Tribunal Administratif de Bordeaux — Décision N° TA33-2306176

mardi 1 octobre 2024

JuridictionTribunal Administratif de Bordeaux
SectionTribunal Administratif de Bordeaux
N° DossierTA33-2306176
TypeDécision
RecoursExcès de pouvoir
PublicationD
Formation1ère Chambre

Résumé IA

Le Tribunal Administratif de Bordeaux a rejeté la requête de M. A, ressortissant sénégalais, qui contestait le refus de titre de séjour, l'obligation de quitter le territoire français et la fixation du pays de destination pris par le préfet de la Gironde. Le tribunal a écarté les moyens d'incompétence du signataire et d'insuffisance de motivation de la décision de refus de séjour. Il a jugé que la décision était suffisamment motivée en droit et en fait, et que la délégation de signature était régulièrement publiée et applicable. La solution retenue est le rejet de l'ensemble des conclusions de M. A, sans qu'il soit nécessaire d'examiner les autres moyens soulevés.

Texte intégral

Vu la procédure suivante :

Par une requête enregistrée le 8 novembre 2023, M. J A, représenté par Me Diompy, demande au tribunal :

1°) de l'admettre au bénéfice de l'aide juridictionnelle à titre provisoire ;

2°) d'annuler l'arrêté du 29 novembre 2023 par lequel le préfet de la Gironde a refusé de lui délivrer un titre de séjour, l'a obligé à quitter le territoire français dans le délai de trente jours et a fixé le pays à destination duquel il sera éloigné à défaut de se conformer à cette mesure ;

3°) d'enjoindre au préfet de la Gironde de lui délivrer le titre de séjour sollicité, ou, à défaut, de réexaminer sa situation dans un délai de deux mois à compter de la notification du jugement à intervenir ;

4°) de mettre à la charge de l'État le versement à son conseil de la somme de 1 500 euros au titre des dispositions combinées de l'article L. 761-1 du code de justice administrative et de l'article 37 alinéa 2 de la loi du 10 juillet 1991 relative à l'aide juridictionnelle.

Il soutient que :

En ce qui concerne la décision portant refus de délivrance d'un titre de séjour :

- il n'est pas établi que la signataire de l'acte disposait d'une délégation de signature régulièrement publiée ; la délégation de signature, à supposer qu'elle existe, est incomplète ;

- elle est insuffisamment motivée ;

- elle a méconnu les dispositions de l'article L. 423-7 du code de l'entrée et du séjour des étrangers et du droit d'asile ;

- elle est entachée d'une erreur manifeste d'appréciation ;

- elle a méconnu les dispositions de l'article L. 423-23 du code de l'entrée et du séjour des étrangers et du droit d'asile ;

En ce qui concerne la décision portant obligation de quitter le territoire français :

- elle a méconnu les dispositions du 6° de l'article L. 511-4 du code l'entrée et du séjour des étrangers et du droit d'asile devenu 5° de l'article L. 611-3 ;

- elle a méconnu les stipulations de l'article 8 de la convention européenne de sauvegarde des droits de l'homme et des libertés fondamentales ;

- elle a méconnu les stipulations du paragraphe 1 de l'article 3 de la convention internationale relative aux droits de l'enfant ;

En ce qui concerne la décision portant fixation du pays de destination :

- elle est illégale dès lors que la décision portant obligation de quitter le territoire français est illégale ;

- elle est entachée d'un défaut de motivation.

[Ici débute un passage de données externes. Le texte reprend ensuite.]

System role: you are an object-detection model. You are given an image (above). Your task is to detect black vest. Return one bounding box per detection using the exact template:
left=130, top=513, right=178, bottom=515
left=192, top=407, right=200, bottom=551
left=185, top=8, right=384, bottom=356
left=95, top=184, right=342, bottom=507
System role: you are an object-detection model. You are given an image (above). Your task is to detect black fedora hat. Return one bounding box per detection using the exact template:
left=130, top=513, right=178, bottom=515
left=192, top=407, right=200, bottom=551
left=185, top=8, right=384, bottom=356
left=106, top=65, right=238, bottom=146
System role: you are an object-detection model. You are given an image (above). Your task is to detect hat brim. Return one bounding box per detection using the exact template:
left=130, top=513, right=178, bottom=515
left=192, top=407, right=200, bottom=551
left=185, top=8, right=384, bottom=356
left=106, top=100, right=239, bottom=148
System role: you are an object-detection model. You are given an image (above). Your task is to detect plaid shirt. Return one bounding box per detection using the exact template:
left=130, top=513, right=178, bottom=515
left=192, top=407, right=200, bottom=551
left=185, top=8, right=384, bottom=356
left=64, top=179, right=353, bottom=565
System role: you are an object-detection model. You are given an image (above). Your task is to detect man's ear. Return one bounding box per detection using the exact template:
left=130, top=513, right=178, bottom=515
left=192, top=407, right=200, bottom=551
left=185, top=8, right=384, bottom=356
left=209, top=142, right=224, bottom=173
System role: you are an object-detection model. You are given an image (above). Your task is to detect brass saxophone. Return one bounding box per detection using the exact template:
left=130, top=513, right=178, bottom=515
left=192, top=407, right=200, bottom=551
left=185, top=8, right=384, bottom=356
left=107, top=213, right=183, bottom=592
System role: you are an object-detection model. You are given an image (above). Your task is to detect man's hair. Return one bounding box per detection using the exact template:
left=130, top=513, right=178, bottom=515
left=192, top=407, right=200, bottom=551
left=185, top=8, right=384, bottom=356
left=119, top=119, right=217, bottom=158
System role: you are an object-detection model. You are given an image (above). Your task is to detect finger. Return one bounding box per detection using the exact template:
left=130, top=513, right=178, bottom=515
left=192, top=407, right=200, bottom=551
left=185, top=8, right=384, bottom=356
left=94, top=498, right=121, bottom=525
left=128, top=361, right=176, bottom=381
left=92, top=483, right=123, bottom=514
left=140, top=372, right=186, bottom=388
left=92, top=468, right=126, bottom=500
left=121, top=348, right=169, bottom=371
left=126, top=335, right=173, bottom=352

Par un mémoire en défense, enregistré le 29 novembre 2023, le préfet de la Gironde conclut au rejet de la requête.

Il fait valoir que les moyens de la requête ne sont pas fondés.

M. A a été admis au bénéfice de l'aide juridictionnelle totale par une décision du 6 février 2024.

Par une ordonnance du 9 novembre 2023, la clôture de l'instruction a été fixée au 11 décembre 2023.

Vu les autres pièces du dossier.

Vu :

- la convention européenne de sauvegarde des droits de l'homme et des libertés fondamentales ;

- la convention internationale relative aux droits de l'enfant, signée à New-York le 26 janvier 1990 ;

- le code de l'entrée et du séjour des étrangers et du droit d'asile ;

- le code des relations entre le public et l'administration ;

- la loi n° 91-647 du 10 juillet 1991 relative à l'aide juridique ;

- le code de justice administrative.

Les parties ont été régulièrement averties du jour de l'audience.

Le président de la formation de jugement a dispensé la rapporteure publique, sur sa proposition, de prononcer des conclusions à l'audience.

Le rapport de Mme Jaouën a été entendu au cours de l'audience publique, à laquelle les parties n'étaient ni présentes, ni représentées.

Considérant ce qui suit :

1. M. J A, ressortissant sénégalais né le 6 mai 1990, est entré régulièrement en France le 21 novembre 2010, muni d'un visa de type D valable jusqu'au 19 novembre 2011. Le 14 décembre 2022, il a sollicité son admission au séjour en qualité de parent d'enfant français sur le fondement de l'article L. 423-7 du code de l'entrée et du séjour des étrangers et du droit d'asile. Par un arrêté du 5 octobre 2023, le préfet de la Gironde a refusé de lui délivrer un titre de séjour, l'a obligé à quitter le territoire français dans le délai de trente jours et a fixé le pays à destination duquel il sera éloigné à défaut de se conformer à cette mesure. M. A demande au tribunal d'annuler cet arrêté.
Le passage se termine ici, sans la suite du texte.